Google PowerMeter flatlines

Well, they did it.  Google killed PowerMeter.

This is lame.  I mean – really, really lame.  After signing up hardware partners and gathering a good number of users,, “the philanthropical wing of Google” has killed PowerMeter, because, well, I guess because it wasn’t satisfying their philanthropical urges anymore?

Surely this doesn’t cost them more than a tiny fraction of their total pot of more-money-than-God.  Development already stopped months (years?) ago.  Why not just let it run for those who found it useful?  I actually really appreciated being able to see details of my power use.  It helped me make better decisions.

At least they have an exit plan to let users extract their data before they throw the big red switch.  If only there were somewhere else to send it.

Powermeter wasn’t great, but it was much better than nothing.  I hope something will come up to replace it.  Anyone know of a good alternative?

9 thoughts on “Google PowerMeter flatlines

  1. Hi there – I’d recommend which you seem to be already using.
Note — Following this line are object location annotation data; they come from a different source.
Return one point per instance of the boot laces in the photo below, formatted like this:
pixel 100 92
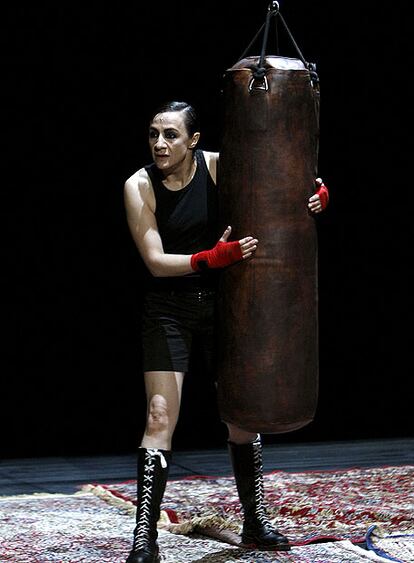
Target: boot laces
pixel 258 483
pixel 142 529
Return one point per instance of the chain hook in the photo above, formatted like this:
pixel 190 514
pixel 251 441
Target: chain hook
pixel 274 7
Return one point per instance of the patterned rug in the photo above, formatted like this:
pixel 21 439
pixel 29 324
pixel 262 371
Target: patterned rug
pixel 307 507
pixel 394 547
pixel 81 528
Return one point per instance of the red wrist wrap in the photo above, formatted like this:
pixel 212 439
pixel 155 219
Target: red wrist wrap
pixel 223 254
pixel 323 194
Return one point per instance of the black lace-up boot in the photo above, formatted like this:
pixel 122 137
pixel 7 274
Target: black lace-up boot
pixel 257 532
pixel 153 465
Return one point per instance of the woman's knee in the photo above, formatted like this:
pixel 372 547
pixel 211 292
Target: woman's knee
pixel 160 419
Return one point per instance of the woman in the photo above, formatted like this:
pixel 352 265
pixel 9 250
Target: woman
pixel 172 214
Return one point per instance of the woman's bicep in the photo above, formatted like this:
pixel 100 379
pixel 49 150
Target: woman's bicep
pixel 142 224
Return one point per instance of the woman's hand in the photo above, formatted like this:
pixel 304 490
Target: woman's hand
pixel 224 253
pixel 248 245
pixel 319 200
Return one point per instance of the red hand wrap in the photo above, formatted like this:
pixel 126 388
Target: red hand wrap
pixel 323 194
pixel 223 254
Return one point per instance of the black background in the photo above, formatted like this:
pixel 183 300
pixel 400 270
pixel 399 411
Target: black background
pixel 77 85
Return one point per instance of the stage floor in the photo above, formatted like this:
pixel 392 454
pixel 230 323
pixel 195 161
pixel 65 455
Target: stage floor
pixel 67 474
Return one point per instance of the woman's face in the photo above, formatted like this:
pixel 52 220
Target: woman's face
pixel 169 140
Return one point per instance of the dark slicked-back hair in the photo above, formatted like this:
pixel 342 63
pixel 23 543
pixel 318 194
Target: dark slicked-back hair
pixel 190 116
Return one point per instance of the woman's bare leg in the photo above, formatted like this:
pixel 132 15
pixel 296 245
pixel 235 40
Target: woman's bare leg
pixel 163 390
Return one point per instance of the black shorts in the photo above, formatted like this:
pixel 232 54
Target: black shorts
pixel 174 324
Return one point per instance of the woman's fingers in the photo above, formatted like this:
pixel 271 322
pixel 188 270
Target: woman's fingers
pixel 226 234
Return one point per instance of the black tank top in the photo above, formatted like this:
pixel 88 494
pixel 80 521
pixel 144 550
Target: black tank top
pixel 187 219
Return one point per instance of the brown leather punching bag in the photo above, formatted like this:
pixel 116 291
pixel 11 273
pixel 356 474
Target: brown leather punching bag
pixel 268 318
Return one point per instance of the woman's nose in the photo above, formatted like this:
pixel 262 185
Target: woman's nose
pixel 160 143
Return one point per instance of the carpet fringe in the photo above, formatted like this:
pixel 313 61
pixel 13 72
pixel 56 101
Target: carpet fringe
pixel 42 495
pixel 126 505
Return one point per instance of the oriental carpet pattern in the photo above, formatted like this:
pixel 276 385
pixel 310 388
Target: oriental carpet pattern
pixel 96 526
pixel 306 507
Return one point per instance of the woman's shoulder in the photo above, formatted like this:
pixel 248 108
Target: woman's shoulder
pixel 211 159
pixel 139 184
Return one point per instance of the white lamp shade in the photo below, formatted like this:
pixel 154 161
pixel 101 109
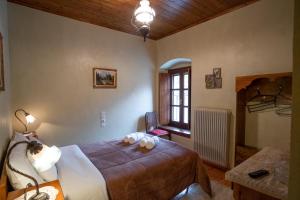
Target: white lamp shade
pixel 30 119
pixel 144 13
pixel 45 159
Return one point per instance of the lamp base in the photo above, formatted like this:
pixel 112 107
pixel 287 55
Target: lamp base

They also allow consumption feeds, it should be easy to switch from the GPM API to the pvoutput API.

  2. Is the mechanism which hardware talked to Google a public API? If so it will just need someone wanting to scratch that itch. I’m surprised monitoring isn’t already a part of the various home automation systems – although they all seem to be roll-your-own at the moment.

    • It is a public/documented API for the hardware, yes; I have my own homegrown hardware talking to it. So someone certainly could roll something which spoke the same API, and “inherit” that user base I think.
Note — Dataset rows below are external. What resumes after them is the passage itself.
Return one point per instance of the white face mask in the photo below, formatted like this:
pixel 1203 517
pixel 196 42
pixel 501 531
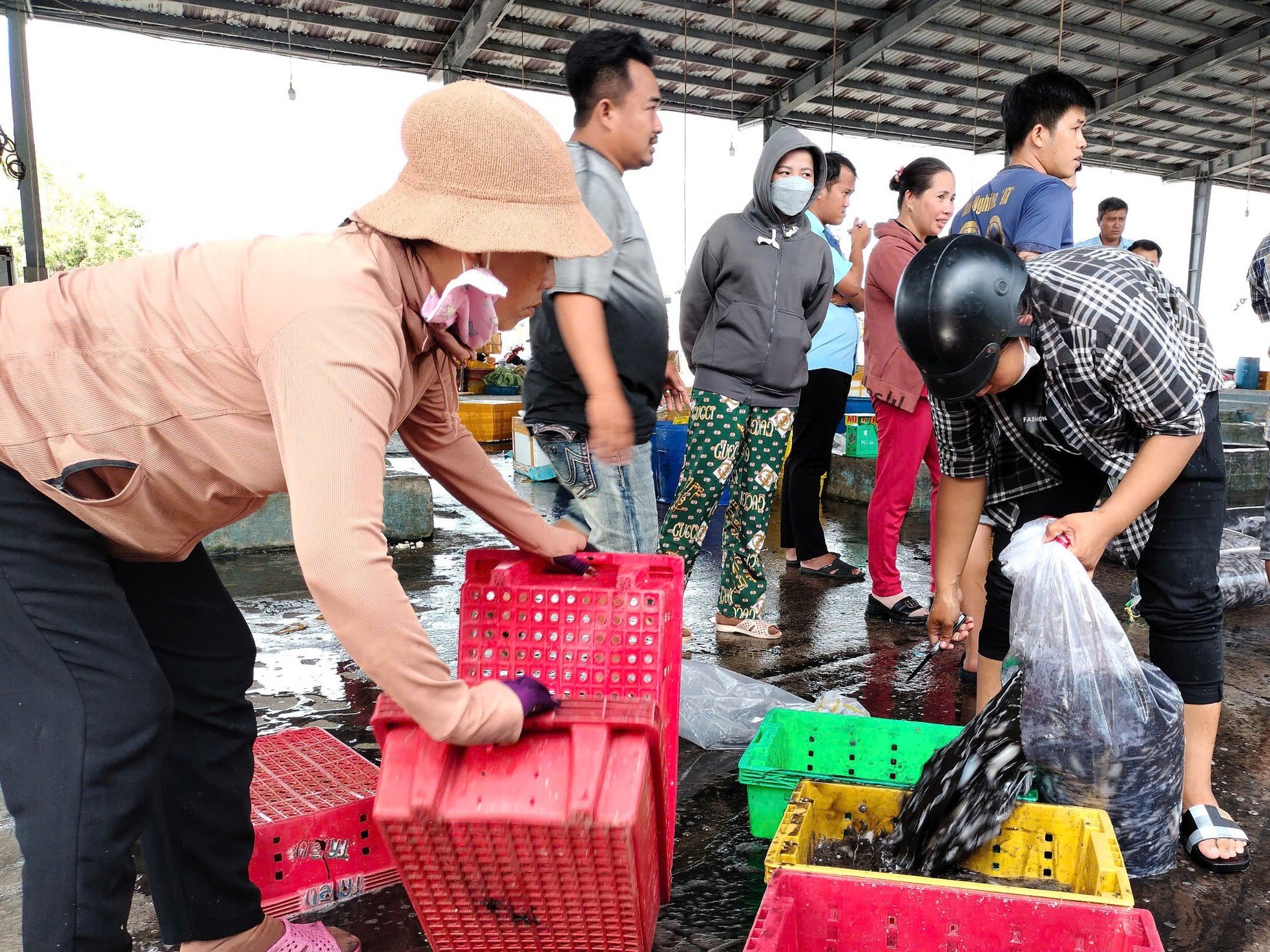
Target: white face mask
pixel 1032 357
pixel 468 305
pixel 791 196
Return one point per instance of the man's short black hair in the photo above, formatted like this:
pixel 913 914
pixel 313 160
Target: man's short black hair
pixel 1042 99
pixel 596 68
pixel 833 165
pixel 1112 205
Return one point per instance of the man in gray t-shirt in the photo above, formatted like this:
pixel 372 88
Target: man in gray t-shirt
pixel 598 368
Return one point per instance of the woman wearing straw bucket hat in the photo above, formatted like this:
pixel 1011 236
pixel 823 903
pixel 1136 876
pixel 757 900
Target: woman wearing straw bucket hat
pixel 145 404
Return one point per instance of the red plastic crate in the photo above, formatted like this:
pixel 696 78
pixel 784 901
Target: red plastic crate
pixel 829 913
pixel 552 843
pixel 614 635
pixel 315 840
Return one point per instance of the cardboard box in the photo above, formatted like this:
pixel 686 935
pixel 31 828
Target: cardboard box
pixel 527 456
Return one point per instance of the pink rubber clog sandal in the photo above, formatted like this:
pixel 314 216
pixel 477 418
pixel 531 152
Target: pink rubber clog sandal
pixel 313 937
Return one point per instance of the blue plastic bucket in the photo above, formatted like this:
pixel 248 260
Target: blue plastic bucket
pixel 670 447
pixel 1247 372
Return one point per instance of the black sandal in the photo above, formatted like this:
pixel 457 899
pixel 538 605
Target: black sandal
pixel 1204 823
pixel 837 570
pixel 899 614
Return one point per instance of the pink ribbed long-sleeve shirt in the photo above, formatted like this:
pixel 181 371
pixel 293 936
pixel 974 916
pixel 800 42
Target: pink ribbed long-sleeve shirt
pixel 227 372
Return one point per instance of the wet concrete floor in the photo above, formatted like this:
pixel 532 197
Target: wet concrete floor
pixel 304 678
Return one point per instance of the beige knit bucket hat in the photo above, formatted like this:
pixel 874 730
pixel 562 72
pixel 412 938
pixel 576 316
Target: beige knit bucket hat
pixel 485 173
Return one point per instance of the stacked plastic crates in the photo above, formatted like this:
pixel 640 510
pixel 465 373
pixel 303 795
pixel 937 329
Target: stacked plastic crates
pixel 315 841
pixel 1083 900
pixel 793 745
pixel 564 840
pixel 836 913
    • Heh, Jeff – When you’re a hammer, everything looks like a nail? ;)

      There are probably a lot of things that could be done one-off and locally, but I’m starting to wonder what it would take to do something scalable in the public space and give people a reliable platform for visualizing this kind of data…

      Maybe an open-source platform to do it, with a cloud-hosted instance in production, so that people without the linux admin chops could still benefit…?

  3. I completely understand. I would probably try to use PCP as the data store. It has some nice utilities around it and it knows how to deal with the data (efficient store, rate conversion, counter wrap around, etc.). Making some sort of web front-end around it shouldn’t be too hard.

  4. When is Google officially going to turn off PowerMeter — I, ironically, “googled” around and saw an unreliable source that Sept. 2011.